Name: Evofosfamide
CAS#: 918633-87-1
Chemical Formula: C9H16Br2N5O4P
Exact Mass: 446.93067
Molecular Weight: 449.04
Elemental Analysis: C, 24.07; H, 3.59; Br, 35.59; N, 15.60; O, 14.25; P, 6.90
Description: Evofosfamide, also known as TH-302, is a hypoxia-activated prodrug consisting of a 2-nitroimidazole phosphoramidate conjugate with potential antineoplastic activity. The 2-nitroimidazole moiety of hypoxia-activated prodrug TH-302 acts as a hypoxic trigger, releasing the DNA-alkylating dibromo isophosphoramide mustard moiety within hypoxic regions of tumors. Normoxic tissues may be spared due to the hypoxia-specific activity of this agent, potentially reducing systemic toxicity. Check for active clinical trials or closed clinical trials using this agent. (NCI).
Synonym: TH302; TH 302; TH-302. Evofosfamide
IUPAC/Chemical Name: Phosphorodiamidic acid, N,N'-bis(2-bromoethyl)-, (1-methyl-2-nitro-1H-imidazol-5-yl)methyl ester.
SMILES Code: O=P(NCCBr)(NCCBr)OCC1=CN=C([N+]([O-])=O)N1C
EOS Med Chem produce Evofosfamide,TH 302, 918633-87-1 in GMP plant, C-GMP standard, now COA, NMR, HPLC, MS is ok.
Evofosfamide,TH 302, 918633-87-1 Intermediates, EOS Med Chem have 8; Evofosfamide,TH 302, 918633-87-1 Impurity we have 10, all from GMP, FDA plant.
Now Evofosfamide,TH 302, 918633-87-1 DMF document is preparing.
Until 2016, Aug, Evofosfamide,TH 302, 918633-87-1 more than produced 25kg API, 120kg Intermediates
GMP PRODUCE:
Alectinib;Veliparib;Acalabrutinib;Venetoclax;Sotagliflozin;Ledipasvir;LX1606;Anacetrapib;Abemaciclib
2016 Mumbai CPHI, Hope to meet!
2016 Barcelona CPHI, Hope to meet!
2016 Korea(한국) CPHI, C40, Welcome!
2016 Shanghai CPHI, W5C47, Welcome!
EOS Med Chem, Medchem is Big
執大象,天下往,往而無害,安平泰
辦公室: 0086-531-69905422-806(直通)
攜帶番號 & WhatsApp: +8618653174435
Skype: willgutian
Evofosfamide TH-302;HAP-302 918633-87-1
Evofosfamide Intermediates (1-methyl-2-nitro-1H-imidazol-5-yl)methanol 39070-14-9
Evofosfamide Intermediates N,N'-Bis(2-bromoethyl)phosphorodiamidic acid 141025-16-3
According to wikipedia.com, TH-302 is an experimental anticancer agent that is in clinical development at Threshold Pharmaceuticals, Inc. It is activated only at very low levels of oxygen (hypoxia). Such levels are common in human solid tumors, a phenomenon known as tumor hypoxia. TH-302 exploits the activation of a nitroazole prodrug by a process that involves a one electron reduction mediated by ubiquitous cellular reductases such as the NADPH cytochrome P450 to generate a radical anion prodrug (RP). In the presence of oxygen (normoxia) the radical anion prodrug reacts rapidly with oxygen to generate the original prodrug and superoxide (SO). Under the low oxygen conditions of the hypoxic zones in tumors, however, the radical anion prodrug undergoes further irreversible reductions to the hydroxylamine (HA) followed by elimination, releasing the active drug and an azole derivative (AZ).

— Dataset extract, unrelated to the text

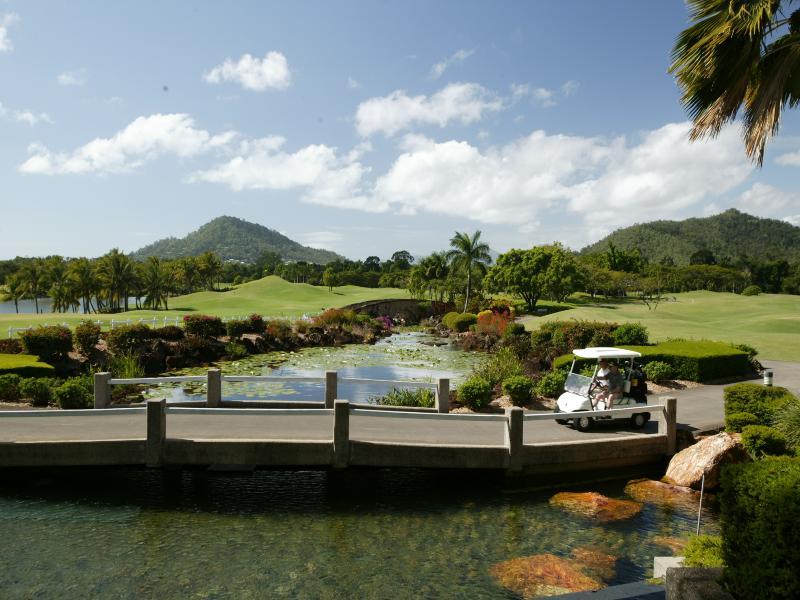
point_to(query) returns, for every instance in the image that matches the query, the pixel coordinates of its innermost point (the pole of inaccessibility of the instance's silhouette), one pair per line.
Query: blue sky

TH-302 started a Phase 1 clinical trial in 2007 in various solid tumors. The Phase 1 trial is a multi-center, open-label, dose-escalation study in patients with solid tumor cancers. The primary objectives of the study are to determine the maximum tolerated dose (MTD) and dose-limiting toxicities of TH-302 in patients with advanced solid tumors and to establish the appropriate dose to be tested in Phase 2 clinical trials. The secondary objectives of the trial include establishing the pharmacokinetics and assessing the anti-tumor activity of TH-302, as measured by objective response rate and duration of response, and to characterize the safety profile. Tumors will be evaluated at baseline and every eight weeks using the Response Evaluation Criteria In Solid Tumors (RECIST) criteria.